GDAE’s Globalization and Sustainable Development Program gives particular attention to the social and environmental impacts of economic integration in developing regions. The program’s researchers collaborate closely with their peers in developing countries, thereby giving voice to researchers in the global South and grounding their analysis in the economic and political realities of the region.
GDAE’s work on NAFTA illustrates this approach. In 2008, then presidential candidate Barack Obama said he would never support another NAFTA-style agreement. “We saw this as an opportunity to change the NAFTA template,” Wise recalled. “We asked our researchers—eight experts from Canada, Mexico, and the United States—‘what do we need to change about trade agreements to make them supportive of sustainable development?’” The task force report, produced in cooperation with Boston University’s Pardee Center, identified ways to improve NAFTA’s trade practices in agriculture, finance, labor, services, the environment, and other sectors.

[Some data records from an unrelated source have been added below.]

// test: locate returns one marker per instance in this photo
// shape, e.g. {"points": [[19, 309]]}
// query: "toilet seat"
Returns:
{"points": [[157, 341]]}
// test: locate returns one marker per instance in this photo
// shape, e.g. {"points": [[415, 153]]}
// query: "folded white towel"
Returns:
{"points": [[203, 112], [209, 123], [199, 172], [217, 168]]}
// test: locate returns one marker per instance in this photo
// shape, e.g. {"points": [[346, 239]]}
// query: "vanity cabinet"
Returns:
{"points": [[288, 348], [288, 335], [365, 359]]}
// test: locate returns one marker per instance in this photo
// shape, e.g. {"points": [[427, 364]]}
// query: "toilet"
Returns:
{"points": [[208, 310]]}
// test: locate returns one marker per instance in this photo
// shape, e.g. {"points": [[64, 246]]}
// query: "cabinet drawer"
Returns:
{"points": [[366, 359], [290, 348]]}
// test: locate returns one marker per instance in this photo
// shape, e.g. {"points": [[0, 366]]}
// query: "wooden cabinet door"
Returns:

Researchers also looked at linkages between sectors, such as agriculture and labor. When Mexico unilaterally liberalized its corn sector, in advance of the 14-year NAFTA transition period, American corn flooded into the Mexican market. As a result, two million workers left Mexico’s agriculture sector and, many of them, finding few opportunities in other sectors, became migrant laborers. To translate that knowledge into actionable policy recommendations, the task force combined its academic expertise with on-the-ground insight from Mexican farmers. Its specialists evaluated useful tools being developed in the World Trade Organization’s Doha Round, such as special products or “crops of particular importance to food security, livelihoods, or rural development.” And they looked at what Mexican farmer groups considered to be the crops that needed shielding from liberalization.
GDAE doesn’t wait for people to run across its reports; the organization has developed a communications strategy that takes its reports off the shelf and gets them into policy debates. “We hold this report up in front of policymakers as new trade agreements are being negotiated,” Wise said, “and we point to the possible options we identified in this study.” In this way, GDAE reforms the way economics is communicated, as well as the way it is practiced.